Mentors for Writers
A writer never stops learning how to write.
Having produced dribs and drabs of prose and poetry all my life, I imagined when I set out to write in earnest four years ago that I knew what to do. Wrong.
At that time I began meeting regularly with a small group of friends who are writers. We are mentors to each other, sharing the pleasure each time one of us brings a more effective piece, as a result of our discussion, to a subsequent meeting. Long ago I lost any sensitivity to having my precious paragraphs pulled to pieces, and now I rewrite with enthusiasm, grateful for my improvement but realising, at each meeting, how far I still have to go.
In late 2011 I had more good fortune, winning a mentorship through the Australian Society of Authors program for emerging writers. The program aims to help successful applicants develop their work-in-progress to a publishable standard.
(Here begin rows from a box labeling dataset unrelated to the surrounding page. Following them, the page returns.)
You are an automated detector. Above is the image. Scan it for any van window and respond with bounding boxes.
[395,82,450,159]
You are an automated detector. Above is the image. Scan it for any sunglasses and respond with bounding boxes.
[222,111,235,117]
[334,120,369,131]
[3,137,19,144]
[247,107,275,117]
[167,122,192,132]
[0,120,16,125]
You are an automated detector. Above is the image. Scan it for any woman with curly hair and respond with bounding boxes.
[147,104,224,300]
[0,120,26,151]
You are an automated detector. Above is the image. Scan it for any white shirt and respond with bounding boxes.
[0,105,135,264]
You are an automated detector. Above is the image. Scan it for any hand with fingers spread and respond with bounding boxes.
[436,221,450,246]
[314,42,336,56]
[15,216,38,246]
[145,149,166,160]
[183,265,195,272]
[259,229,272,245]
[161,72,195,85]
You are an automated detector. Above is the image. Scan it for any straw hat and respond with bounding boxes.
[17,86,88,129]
My project was Daughter of Independence, the story of an Indonesian family closely connected with the tumultuous history of their country. That the manuscript had reached a high enough standard to attract the mentorship was due to our writing group.
My mentor was the writer and book editor Judith Lukin-Amundsen, who has edited the works of many Australian writers, including Helen Garner, Tim Winton, Robert Dessaix, Kate Grenville, Richard Flanagan and Amanda Lohrey.
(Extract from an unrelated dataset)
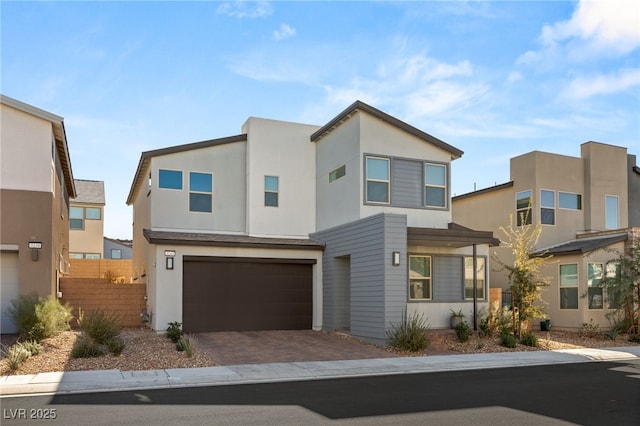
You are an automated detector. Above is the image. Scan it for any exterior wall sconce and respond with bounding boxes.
[29,241,42,262]
[391,251,400,266]
[164,250,176,269]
At our first meeting after she read the manuscript, Judith identified which parts worked well and which did not. The main problems were structural – the various strands of the narrative were not well integrated and the themes needed to be better handled. There was a stark difference between the “filmic” first part, set during war and revolution, and the “episodic” later parts that followed the protagonist through adolescence and adulthood.
Judith’s approach was non-directive in that she enabled me to work out how to improve the parts that were not working. She suggested techniques such as diagramming the weaving of the main story with the ‘meta’-sections of background and context so that I could visually see the balance between the two. She identified what was missing in the writing and in the narrative, and therefore what was needed to make the manuscript an integrated whole. She pointed out parts that were not essential to the story.
Judith found several areas where more information was needed to prevent misunderstanding or confusion. Helen Garner has said that “stupid questions” are the most valuable ones an editor can ask. They show where writers, forgetting that they know more about the story than the reader, leave out things that readers need to know. For example, when the family moved to a particular city, was that city under British, Dutch or Indonesian control? I knew, but I had not told the reader. Writers can learn to ask their own stupid questions.
At our recent final meeting, we agreed that the manuscript had been vastly improved, and that it now felt like a book. Of course, it still needed work, but this was more editing than writing.
Working with Judith has been a joy, and has taught me much that I will use as long as I continue to write. Thank you to the Australian Society of Authors for this valuable program, and to the Copyright Agency Limited for funding it. The winners of this year’s program will be announced in March. And thank you to Judith Lukin-Amundsen and my writing friends for taking me up some of the steeper sections of the long road to learning how to write.